Understandably, this is hardly creating an attractive market that investors are willing to take a risk on. Who wants to spend so much money designing extensive plans, conducting area research, and getting government approval, only to be shut down by a tiny minority of the nearby population?

In an entire article dedicated to this subject, the Guardian has made a firm and resounding criticism of the existing legislation - which could influence positive social change:

“As onshore wind generation is ever cheaper compared with gas and nuclear energy, this seems particularly harsh on those struggling to pay bills.”

What can be done to save the UK onshore wind industry?

There’s no doubt about it. 

The UK is facing an extensive energy crisis that is bound to affect average quality of life up and down the country in the next few years.

Going forward, our government will either need to:

  1. Guarantee access to the limited finite resources available.

  2. Reduce the legal limitations on energy companies (within reason).

Thankfully, the latter has already started.

“On 23 September, former Chancellor Kwasi Kwarteng unveiled the UK Government’s prospective growth plan aiming to reduce the cost of energy bills, at an expected cost of £31 billion over its first six months.

One of the primary inclusions, which has seen a positive response from the energy industry, is the return of support incentives for the development of onshore wind – one of the cleanest and cheapest methods of generating green energy.” - Current

Beyond this, our industry should lobby for a revision of Footnote 54, which will open up opportunities for firms in the UK to establish multiple new wind farms. 

When will the UK unleash its onshore wind potential?

While the UK’s onshore wind market will soon be able to release its potential, the process is certainly going to take a while. 

Although the government has shown they have a plan for saving our market, we can’t expect instant results. It takes time for legislation and bills to be approved, and energy companies may still find themselves on a long waiting list until traffic dies down.

However, from there, we can anticipate a drastic surge in growth. The onshore wind market has an exciting future ahead.

How to make the most of UK onshore wind potential

Any firms already operating in the sector will recognise the government’s latest growth plan as the beneficial asset that it is. 

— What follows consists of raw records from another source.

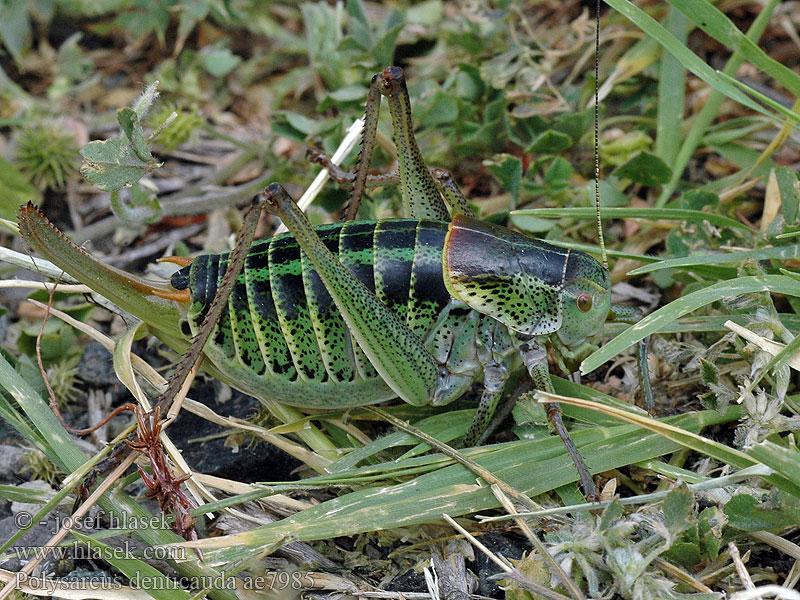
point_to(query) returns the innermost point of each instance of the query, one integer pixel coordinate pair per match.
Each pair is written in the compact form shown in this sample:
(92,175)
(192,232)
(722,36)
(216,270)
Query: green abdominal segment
(281,335)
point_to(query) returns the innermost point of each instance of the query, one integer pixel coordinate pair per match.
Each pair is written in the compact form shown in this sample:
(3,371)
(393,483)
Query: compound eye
(584,302)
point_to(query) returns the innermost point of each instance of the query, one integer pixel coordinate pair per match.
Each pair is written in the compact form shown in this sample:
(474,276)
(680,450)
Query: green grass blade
(671,92)
(693,441)
(777,106)
(688,58)
(720,258)
(709,111)
(711,20)
(652,214)
(665,315)
(454,490)
(783,460)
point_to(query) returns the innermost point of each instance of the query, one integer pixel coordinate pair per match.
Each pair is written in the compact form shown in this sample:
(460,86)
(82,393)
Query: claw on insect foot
(181,261)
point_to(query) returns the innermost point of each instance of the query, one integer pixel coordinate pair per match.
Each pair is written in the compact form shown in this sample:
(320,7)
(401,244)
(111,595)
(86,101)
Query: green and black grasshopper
(359,312)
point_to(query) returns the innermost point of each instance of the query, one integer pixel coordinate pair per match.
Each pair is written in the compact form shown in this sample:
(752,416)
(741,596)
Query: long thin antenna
(597,134)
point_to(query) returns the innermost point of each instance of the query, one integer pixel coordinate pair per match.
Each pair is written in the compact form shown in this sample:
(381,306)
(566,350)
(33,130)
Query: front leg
(398,354)
(421,196)
(534,356)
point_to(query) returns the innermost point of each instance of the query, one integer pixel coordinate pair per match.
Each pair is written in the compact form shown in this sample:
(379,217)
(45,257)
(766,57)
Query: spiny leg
(421,196)
(458,203)
(398,354)
(535,358)
(368,136)
(495,349)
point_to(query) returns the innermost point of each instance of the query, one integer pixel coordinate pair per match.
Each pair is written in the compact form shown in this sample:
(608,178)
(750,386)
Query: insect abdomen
(281,323)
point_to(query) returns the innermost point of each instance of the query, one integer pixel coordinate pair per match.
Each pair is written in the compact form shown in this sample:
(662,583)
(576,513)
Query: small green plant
(47,154)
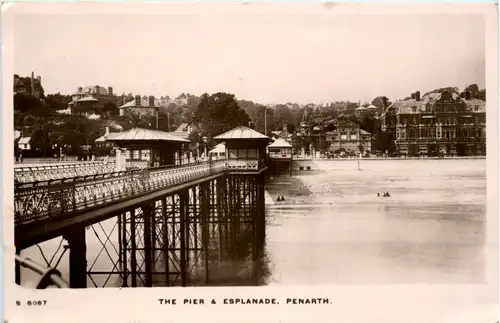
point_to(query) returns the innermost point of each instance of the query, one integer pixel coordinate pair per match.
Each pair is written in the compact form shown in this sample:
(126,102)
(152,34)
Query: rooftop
(24,140)
(241,132)
(144,104)
(141,134)
(220,148)
(280,143)
(109,136)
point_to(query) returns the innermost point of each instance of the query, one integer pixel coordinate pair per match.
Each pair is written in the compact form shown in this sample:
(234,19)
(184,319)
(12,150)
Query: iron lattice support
(175,240)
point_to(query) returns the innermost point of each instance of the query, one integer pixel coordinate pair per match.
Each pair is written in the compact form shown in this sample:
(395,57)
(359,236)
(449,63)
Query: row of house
(438,123)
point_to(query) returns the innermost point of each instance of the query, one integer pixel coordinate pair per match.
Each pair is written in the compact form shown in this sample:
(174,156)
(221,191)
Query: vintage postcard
(250,162)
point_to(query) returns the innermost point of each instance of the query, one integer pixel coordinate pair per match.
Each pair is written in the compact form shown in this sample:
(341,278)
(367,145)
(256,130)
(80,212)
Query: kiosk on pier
(141,148)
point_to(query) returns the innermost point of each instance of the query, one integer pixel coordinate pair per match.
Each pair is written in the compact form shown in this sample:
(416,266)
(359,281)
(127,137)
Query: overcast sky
(269,58)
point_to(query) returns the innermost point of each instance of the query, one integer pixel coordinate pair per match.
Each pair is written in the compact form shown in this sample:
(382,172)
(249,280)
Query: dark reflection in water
(334,229)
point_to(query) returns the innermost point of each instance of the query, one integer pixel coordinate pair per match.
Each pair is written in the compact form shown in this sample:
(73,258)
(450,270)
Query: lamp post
(205,139)
(265,121)
(168,121)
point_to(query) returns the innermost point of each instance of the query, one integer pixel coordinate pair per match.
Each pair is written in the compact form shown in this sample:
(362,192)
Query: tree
(218,113)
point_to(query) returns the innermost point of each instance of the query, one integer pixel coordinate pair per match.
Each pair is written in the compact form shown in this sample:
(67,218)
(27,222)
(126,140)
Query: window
(233,153)
(242,154)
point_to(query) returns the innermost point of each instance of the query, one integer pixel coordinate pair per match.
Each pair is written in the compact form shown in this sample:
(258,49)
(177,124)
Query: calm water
(333,229)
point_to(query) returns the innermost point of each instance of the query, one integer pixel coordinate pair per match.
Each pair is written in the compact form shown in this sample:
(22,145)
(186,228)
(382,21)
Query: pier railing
(58,198)
(46,172)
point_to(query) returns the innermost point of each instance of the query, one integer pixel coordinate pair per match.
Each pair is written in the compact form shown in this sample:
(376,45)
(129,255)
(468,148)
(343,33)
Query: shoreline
(388,158)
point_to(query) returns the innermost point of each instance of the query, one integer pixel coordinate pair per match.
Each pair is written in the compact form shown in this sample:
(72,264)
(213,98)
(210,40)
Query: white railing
(38,173)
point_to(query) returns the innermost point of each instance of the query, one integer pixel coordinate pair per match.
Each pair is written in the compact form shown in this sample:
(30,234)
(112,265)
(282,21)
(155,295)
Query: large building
(437,124)
(140,105)
(350,137)
(91,99)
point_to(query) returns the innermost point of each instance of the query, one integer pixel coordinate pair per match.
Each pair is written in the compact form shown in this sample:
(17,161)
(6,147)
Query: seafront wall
(304,165)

Over the next few years, you should prepare yourself for additional projects that could be soon taking place. Ensure you have:

  1. A strong relationship with your suppliers.

  2. Completed all the other necessary paperwork.

  3. A clear plan for developing your wind farm.

  4. A consistent source of talent.

  5. Updated your recruitment processes. 

What’s more?
If you have multiple pending planning permissions, expect multiple to come in at once. Pretty soon, the UK will look to fuel onshore wind growth in order to secure a renewable, sustainable, and ethical source of energy for its increasingly-uncertain citizens.